When we are grown, however, more and more questions tend to arise: Why? How? What? Who?We begin to perceive and analyze the world and its processes in increasingly complex ways. We need explanation after explanation, reference after reference, attribution after attribution. But where does that leave cognition, curiosity and the desire to delve deeper? We seem to be getting ever more slapdash as we rely on finding the right answers and pointers at every turn – answers that someone else has produced. But to find out if they are the right ones, we have to check again whether our references are correct.
T/C Latvia is a self-educating and entertaining supermarket offering 506 serious architectural ideas, organized in corresponding sections, where each section is one of Biennials, starting with 2002, when Latvia participated for the first time in the international Venice Architecture Biennale.
So far, everything seems fine and good, yet the working process itself demonstrated that our view of the supermarket was too simplistic.

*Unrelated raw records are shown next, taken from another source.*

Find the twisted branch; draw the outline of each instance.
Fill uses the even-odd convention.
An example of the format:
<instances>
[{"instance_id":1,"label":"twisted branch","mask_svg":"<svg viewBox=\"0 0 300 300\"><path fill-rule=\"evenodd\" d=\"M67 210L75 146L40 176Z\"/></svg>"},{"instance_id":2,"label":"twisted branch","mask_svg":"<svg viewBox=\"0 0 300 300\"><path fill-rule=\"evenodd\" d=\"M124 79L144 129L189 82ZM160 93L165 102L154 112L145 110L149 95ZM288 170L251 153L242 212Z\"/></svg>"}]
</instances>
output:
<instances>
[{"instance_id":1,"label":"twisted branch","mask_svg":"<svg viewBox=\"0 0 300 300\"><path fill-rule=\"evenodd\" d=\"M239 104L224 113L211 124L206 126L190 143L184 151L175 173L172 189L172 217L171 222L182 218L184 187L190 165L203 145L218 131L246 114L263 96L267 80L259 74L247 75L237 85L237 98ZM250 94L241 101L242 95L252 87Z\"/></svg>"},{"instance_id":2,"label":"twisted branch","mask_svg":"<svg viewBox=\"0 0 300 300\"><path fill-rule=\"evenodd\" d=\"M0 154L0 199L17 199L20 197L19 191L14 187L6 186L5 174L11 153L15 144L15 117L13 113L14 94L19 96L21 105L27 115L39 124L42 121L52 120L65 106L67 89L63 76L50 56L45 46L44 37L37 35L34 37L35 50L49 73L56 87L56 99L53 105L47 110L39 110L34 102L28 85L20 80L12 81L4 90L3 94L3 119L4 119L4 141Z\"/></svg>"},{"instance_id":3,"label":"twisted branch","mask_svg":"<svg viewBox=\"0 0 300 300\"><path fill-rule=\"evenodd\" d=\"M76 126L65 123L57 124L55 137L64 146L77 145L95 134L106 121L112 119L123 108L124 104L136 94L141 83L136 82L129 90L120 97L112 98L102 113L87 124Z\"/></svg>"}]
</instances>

The supermarket is undeniably subject to stereotypes and is most often associated with the cult of consumption. However, this is not the full story. We are now forced to look at it from a completely different perspective, and for each one of us, the supermarket already means something different. And if our view of the supermarket is simplistic, how can we be sure that it is also not the case with architecture?
Below, a free paragraph for your thoughts:
The concept of the Laboratory of the Future is an integral part of T/C Latvia. But what is a laboratory? A laboratory is a specially equipped room for conducting chemical analysis, various scientific studies or experiments. We are very far from being chemists, but T/C Latvia is a creative experiment for the future. And what is the future? The future is a part of the axis of time: a set of events that have not yet happened, but will happen, and follow the present.
So, we don't have an answer to the question of what the outcome will be, because it is the laboratory of the future, or a set of experiments yet to take place. An experiment is not possible without experimenters. And that means that the outcome will not be determined by our wishes or expectations, but by the actions and attitudes of each experimenter towards the opportunity to make their own choices, to observe, and to look; to be active and participate or to be curious and interested to the end.
Do you know what kind of participant in this experiment you will be? Is T/C Latvia about architecture? The answer is yes, it's about architecture - more than than ever so. That's 506 architectural ideas available in one place. They can be selected and combined to create new ideas. But they can also be taken and used one by one in practical life.
The answers to the questions are ready, what to do with them is up to each individual. Only the way of getting the answers is simplified. When the future-maker enters the supermarket, they find themself in a safe and familiar environment in which it is natural to make choices. However, it’s key to remember that to achieve the goal one must be interested, curious, and dig deeper.